Este ambiente es descrito aún con más nitidez desde dentro de los muros de la alcaldía. Marine Tondelier es una de las pocas consejeras de la oposición en el municipio. Esta ecologista treintañera se ha convertido en el azote del Frente Nacional en su nido. Acaba de publicar un libro, «Noticias del Frente», en el que explica cómo es la gestión que hace la ultraderecha de su ciudad. Tondelier cuenta, en entrevista para LA RAZÓN, que la principal política del alcalde es la propaganda. «Fomentan un clima de odio en las redes sociales porque no soportan la confrontación de ideas, necesitan ese tipo de violencia», dice la ecologista, que reconoce haber sido amenazada e incluso insultada en plenos municipales. Las amenazas se intensifican cuando se trata de funcionarios de la propia alcaldía, a quienes «se les mete una gran presión» y a los que en ocasiones se «espía» en redes sociales. Para escribir su libro, Tondelier se ha entrevistado con funcionarios municipales que «explican escenas alucinantes de violencia psicológica».
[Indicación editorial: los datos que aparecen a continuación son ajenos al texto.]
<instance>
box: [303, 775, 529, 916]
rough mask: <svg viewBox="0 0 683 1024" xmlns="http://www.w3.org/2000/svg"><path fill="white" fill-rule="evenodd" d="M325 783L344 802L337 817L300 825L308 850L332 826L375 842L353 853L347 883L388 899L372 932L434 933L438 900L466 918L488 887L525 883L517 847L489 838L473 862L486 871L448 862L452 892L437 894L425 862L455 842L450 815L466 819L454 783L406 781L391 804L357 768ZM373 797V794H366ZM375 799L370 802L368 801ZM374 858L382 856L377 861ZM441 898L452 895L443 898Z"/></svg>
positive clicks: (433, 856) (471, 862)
Esta joven «comprende y comparte el hartazgo» que ha hecho que sus vecinos diesen el poder al FN. «Es complicado explicar sobre el terreno a los vecinos que hay que cerrar una fábrica de motores diésel para hacer una transición energética hacia las eólicas y que mientras tanto, te vayan votando en las regionales para que un gobierno de signo ecologista ponga las condiciones e incentivos de formación adecuada a esos trabajadores». Un mensaje que lucha contra el abonado aquí por la ultraderecha desde hace más de una década.
Le Pen ha hecho de este municipio su vitrina para las clases populares. Un símbolo dirigido a otros lugares de Francia para que le permitan romper el «techo de cristal» con el que siempre se topa el Frente Nacional para acceder al poder. En esta anómala campaña francesa, alejada de la dicotomía tradicional entre conservadores y socialistas, Le Pen ha jugado su apuesta con una planificación extensiva de votantes cuyos cimientos datan del siglo pasado, cuando el partido seguía siendo un reducto más o menos exitoso de algunas clases pudientes de la Costa Azul. El laboratorio obrero del FN comenzó a gestarse con vistas a un futuro acelerado por la crisis económica. Ahora es el momento de activar la tecla que pone a esa maquinaria engrasada en marcha.